The term of imprisonment for a Level A1 DWI may be suspended only if a condition of special probation is imposed to require the defendant to serve a term of imprisonment of at least 120 days. Note that this term of special probation imprisonment is significantly shorter than the mandatory minimum active term of 12 months. In this respect, Level A1 punishment departs from the sentencing requirements for other levels of impaired driving for which the mandatory minimum term of imprisonment matches the minimum term of imprisonment required as a condition of special probation. If a Level A1 defendant is placed on probation, the judge must require the defendant to abstain from alcohol for at least 120 days and may require abstinence verified by CAM for the entire term of probation. As is the case for probationary sentences imposed for other levels of DWI, the judge must require as a condition of probation for a Level A1 sentence that the defendant obtain a substance abuse assessment and the education or treatment required by G.S. 20-17.6. Upon conviction of Level A1 impaired driving, the defendant’s driver’s license is permanently revoked pursuant to amended G.S. 20-19(e). Though a license permanently revoked under G.S. 20-19(e) may, under certain circumstances, be conditionally restored after it has been revoked for three years, a person whose license was revoked for conviction of Level A1 DWI must, in addition to meeting other conditions, have ignition interlock in order to have his or her license restored.

Laura’s Law affects other types of DWI sentencing as well. The act increases from 60 days to the term of probation the maximum period for which abstinence and CAM may be required of defendants sentenced for Level 1 or Level 2 DWIs. The act repeals G.S. 20-179(h1)(h2), which formerly prohibited a court from requiring CAM if it determined the defendant “should not be required to pay the costs” of CAM and the local government entity responsible for the incarceration of the defendant was unwilling to pay for CAM.

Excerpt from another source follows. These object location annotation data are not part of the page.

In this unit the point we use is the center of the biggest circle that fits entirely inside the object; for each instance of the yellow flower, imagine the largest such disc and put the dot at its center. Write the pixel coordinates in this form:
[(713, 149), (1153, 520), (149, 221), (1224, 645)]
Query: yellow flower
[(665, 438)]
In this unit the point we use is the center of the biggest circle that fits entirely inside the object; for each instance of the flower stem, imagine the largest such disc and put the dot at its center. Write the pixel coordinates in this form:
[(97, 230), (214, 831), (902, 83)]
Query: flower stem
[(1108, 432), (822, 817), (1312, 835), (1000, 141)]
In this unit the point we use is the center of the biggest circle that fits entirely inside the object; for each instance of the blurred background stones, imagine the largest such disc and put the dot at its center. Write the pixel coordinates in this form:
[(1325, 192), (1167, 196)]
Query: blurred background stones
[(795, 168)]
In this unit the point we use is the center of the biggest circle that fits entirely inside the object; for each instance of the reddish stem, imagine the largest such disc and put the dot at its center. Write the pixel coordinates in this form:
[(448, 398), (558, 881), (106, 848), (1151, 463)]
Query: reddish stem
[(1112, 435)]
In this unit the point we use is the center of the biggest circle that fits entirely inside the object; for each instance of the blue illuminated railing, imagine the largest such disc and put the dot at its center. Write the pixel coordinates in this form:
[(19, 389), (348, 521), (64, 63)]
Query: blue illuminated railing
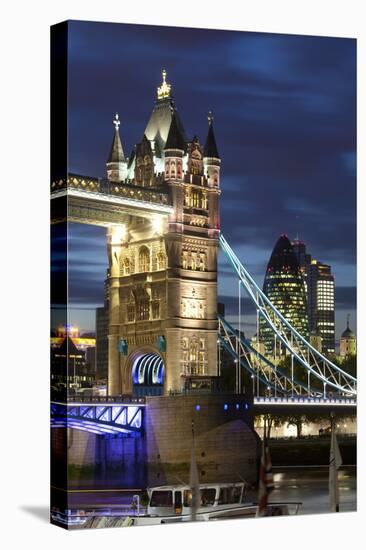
[(101, 419)]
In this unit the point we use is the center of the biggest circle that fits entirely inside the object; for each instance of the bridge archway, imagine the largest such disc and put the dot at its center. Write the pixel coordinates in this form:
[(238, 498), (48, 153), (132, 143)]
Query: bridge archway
[(146, 370)]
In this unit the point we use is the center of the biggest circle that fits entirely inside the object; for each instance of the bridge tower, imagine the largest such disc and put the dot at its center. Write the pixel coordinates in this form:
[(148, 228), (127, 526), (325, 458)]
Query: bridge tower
[(163, 270)]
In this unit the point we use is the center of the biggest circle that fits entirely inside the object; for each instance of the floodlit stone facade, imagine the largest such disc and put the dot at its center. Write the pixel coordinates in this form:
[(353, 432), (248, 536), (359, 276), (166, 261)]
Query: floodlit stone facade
[(163, 269)]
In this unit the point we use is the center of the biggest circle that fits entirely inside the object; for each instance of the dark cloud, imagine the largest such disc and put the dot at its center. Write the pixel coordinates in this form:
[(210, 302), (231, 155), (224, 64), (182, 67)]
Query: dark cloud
[(285, 123)]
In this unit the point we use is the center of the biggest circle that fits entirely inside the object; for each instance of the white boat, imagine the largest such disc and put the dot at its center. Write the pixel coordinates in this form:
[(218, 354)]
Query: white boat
[(172, 503)]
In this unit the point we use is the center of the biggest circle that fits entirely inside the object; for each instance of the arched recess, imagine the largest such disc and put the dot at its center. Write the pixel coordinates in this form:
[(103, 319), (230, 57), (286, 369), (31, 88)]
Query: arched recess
[(146, 371)]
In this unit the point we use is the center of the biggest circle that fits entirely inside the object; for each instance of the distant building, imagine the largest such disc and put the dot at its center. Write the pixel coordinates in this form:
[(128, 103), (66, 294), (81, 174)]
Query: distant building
[(69, 368), (84, 342), (348, 343), (101, 323), (320, 291), (284, 285), (102, 328)]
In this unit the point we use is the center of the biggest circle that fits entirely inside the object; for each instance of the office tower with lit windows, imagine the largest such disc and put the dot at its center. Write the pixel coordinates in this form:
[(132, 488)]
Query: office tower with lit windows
[(320, 290), (321, 303), (284, 285)]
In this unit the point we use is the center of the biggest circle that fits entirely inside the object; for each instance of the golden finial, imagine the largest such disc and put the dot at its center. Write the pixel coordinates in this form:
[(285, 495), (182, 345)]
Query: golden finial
[(164, 89), (116, 122)]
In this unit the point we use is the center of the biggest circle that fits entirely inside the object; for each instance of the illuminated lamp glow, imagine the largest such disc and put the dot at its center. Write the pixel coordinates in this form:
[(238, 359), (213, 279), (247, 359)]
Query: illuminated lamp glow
[(118, 234), (157, 224)]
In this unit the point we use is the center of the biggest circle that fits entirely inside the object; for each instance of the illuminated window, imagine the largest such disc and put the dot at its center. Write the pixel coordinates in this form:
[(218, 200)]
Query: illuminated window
[(130, 313), (195, 199), (155, 310), (144, 259), (143, 313), (161, 260), (126, 267), (202, 262)]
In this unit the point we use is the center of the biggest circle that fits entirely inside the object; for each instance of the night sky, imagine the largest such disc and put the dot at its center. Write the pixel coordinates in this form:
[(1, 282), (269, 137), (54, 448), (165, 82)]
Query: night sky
[(285, 125)]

The act further sanctions CAM by amending G.S. 15A-534(i) to authorize abstinence from alcohol and CAM as a pretrial release condition for a defendant charged with an offense involving impaired driving who has been convicted of an offense involving impaired driving within seven years of the offense for which the defendant is being placed on pretrial release.

Laura’s Law also enacts new G.S. 7A-304(a)(10), which requires that a defendant sentenced pursuant to G.S. 20-179 pay, in addition to other applicable costs, a fee of $100.

As Jeff noted earlier this week, we’re fortunate to have such wonderful colleagues at the School of Government. Two of those folks, Jamie Markham and Alyson Grine, deserve special mention here for sharing their thoughts on Laura’s Law, which have informed and improved this post.